Our business is to get them away from the eternal, and from the Present. With this in view, we sometimes tempt a human (say a widow or a scholar) to live in the Past. But this is of limited value, for they have some real knowledge of the past and it has a determinate nature and, to that extent, resembles eternity. It is far better to make them live in the Future. Biological necessity makes all their passions point in that direction already, so that thought about the Future inflames hope and fear. Also, it is unknown to them, so that in making them think about it we make them think of unrealities. In a word, the Future is, of all things, the thing least like eternity. It is the most completely temporal part of time — for the Past is frozen and no longer flows, and the Present is all lit up with eternal rays. Hence the encouragement we have given to all those schemes of thought such as Creative Evolution, Scientific Humanism, or Communism, which fix men’s affections on the Future, on the very core of temporality. Hence nearly all vices are rooted in the future. Gratitude looks to the past and love to the present; fear, avarice, lust, and ambition look ahead...

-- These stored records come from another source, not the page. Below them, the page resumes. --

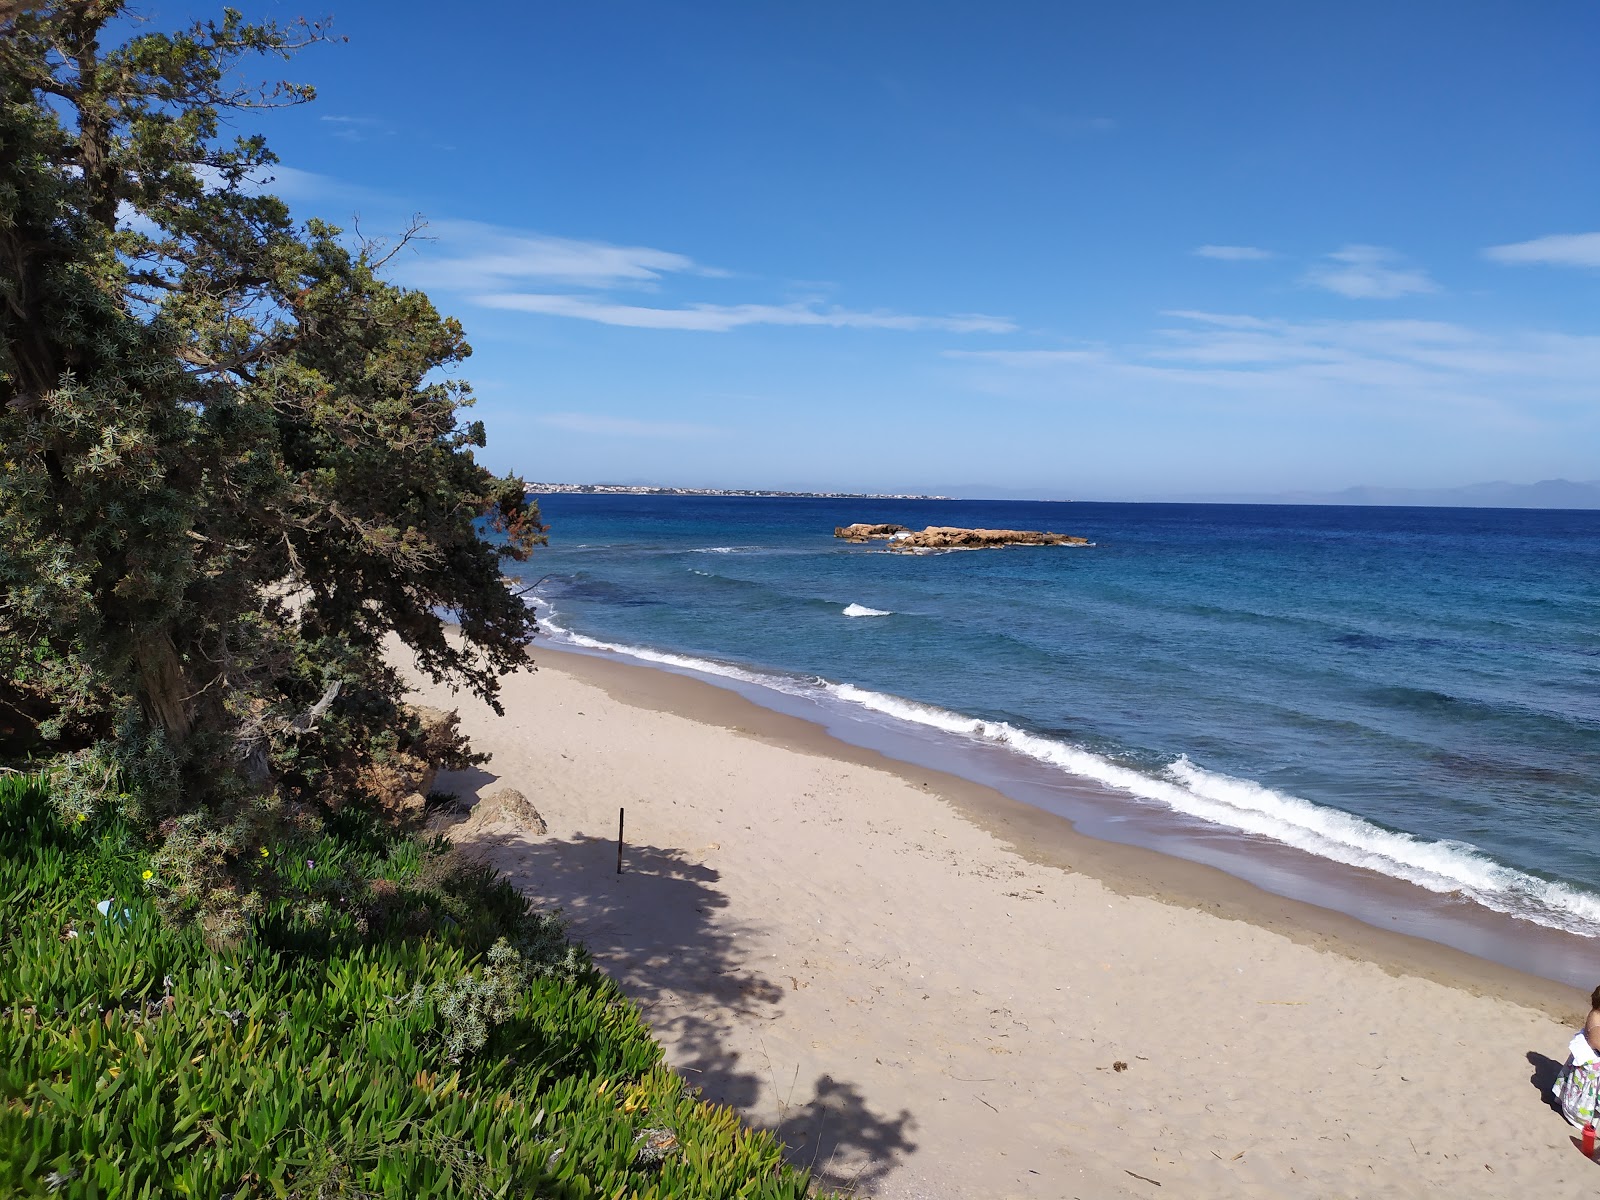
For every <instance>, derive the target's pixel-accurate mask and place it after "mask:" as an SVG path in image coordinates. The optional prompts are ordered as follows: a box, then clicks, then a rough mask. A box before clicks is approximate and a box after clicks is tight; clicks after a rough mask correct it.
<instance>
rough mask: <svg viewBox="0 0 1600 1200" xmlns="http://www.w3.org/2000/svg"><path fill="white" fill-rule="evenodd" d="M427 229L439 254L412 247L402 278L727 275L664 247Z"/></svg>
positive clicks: (491, 284)
mask: <svg viewBox="0 0 1600 1200" xmlns="http://www.w3.org/2000/svg"><path fill="white" fill-rule="evenodd" d="M427 235H429V237H430V238H432V240H434V242H435V243H438V246H440V250H443V254H442V256H437V258H435V256H434V254H419V256H418V258H416V259H414V261H413V262H410V264H408V267H406V277H408V282H414V283H416V285H418V286H429V288H435V286H437V288H450V290H453V291H498V290H502V288H506V286H514V285H518V283H544V285H550V283H563V285H566V286H579V288H616V286H634V288H642V286H645V288H648V286H654V285H658V283H659V282H661V280H662V278H666V277H667V275H701V277H710V278H725V277H726V275H728V272H726V270H720V269H718V267H706V266H701V264H699V262H696V261H694V259H691V258H690V256H688V254H677V253H674V251H670V250H653V248H650V246H618V245H611V243H608V242H587V240H581V238H566V237H547V235H542V234H525V232H518V230H510V229H501V227H498V226H488V224H483V222H478V221H434V222H430V224H429V227H427Z"/></svg>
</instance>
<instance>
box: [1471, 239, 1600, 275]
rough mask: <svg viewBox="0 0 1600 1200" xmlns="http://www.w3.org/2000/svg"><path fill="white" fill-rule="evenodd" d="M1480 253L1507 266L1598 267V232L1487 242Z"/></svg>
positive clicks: (1483, 255)
mask: <svg viewBox="0 0 1600 1200" xmlns="http://www.w3.org/2000/svg"><path fill="white" fill-rule="evenodd" d="M1483 256H1485V258H1488V259H1493V261H1494V262H1506V264H1510V266H1523V264H1531V262H1538V264H1544V266H1552V267H1600V234H1550V235H1549V237H1536V238H1533V240H1531V242H1512V243H1510V245H1506V246H1490V248H1488V250H1485V251H1483Z"/></svg>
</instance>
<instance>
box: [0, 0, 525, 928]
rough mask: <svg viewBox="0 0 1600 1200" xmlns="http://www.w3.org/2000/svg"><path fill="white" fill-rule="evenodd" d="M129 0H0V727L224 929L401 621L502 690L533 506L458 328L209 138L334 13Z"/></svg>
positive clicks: (333, 760)
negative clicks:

To be sure, the Enemy wants men to think of the Future too — just so much as is necessary for now planning the acts of justice or charity which will probably be their duty tomorrow. The duty of planning the morrow’s work is today’s duty; though its material is borrowed from the future, the duty, like all duties, is in the Present. This is not straw splitting. He does not want men to give the Future their hearts, to place their treasure in it. We do… We want a whole race perpetually in pursuit of the rainbow’s end, never honest, nor kind, nor happy now, but always using as mere fuel wherewith to heap the altar of the future every real gift which is offered them in the Present.1

As you think about your own life, do you sometimes think too much about the Past or the Future, and not chiefly attend to the Present and eternity?

“…Therefore do not be anxious about tomorrow, for tomorrow will be anxious for itself.
Sufficient for the day is its own trouble.”

MATTHEW 6:34 (ESV)


1 C.S. Lewis, The Screwtape Letters, HarperSanFrancisco, 2001, pp.75-78.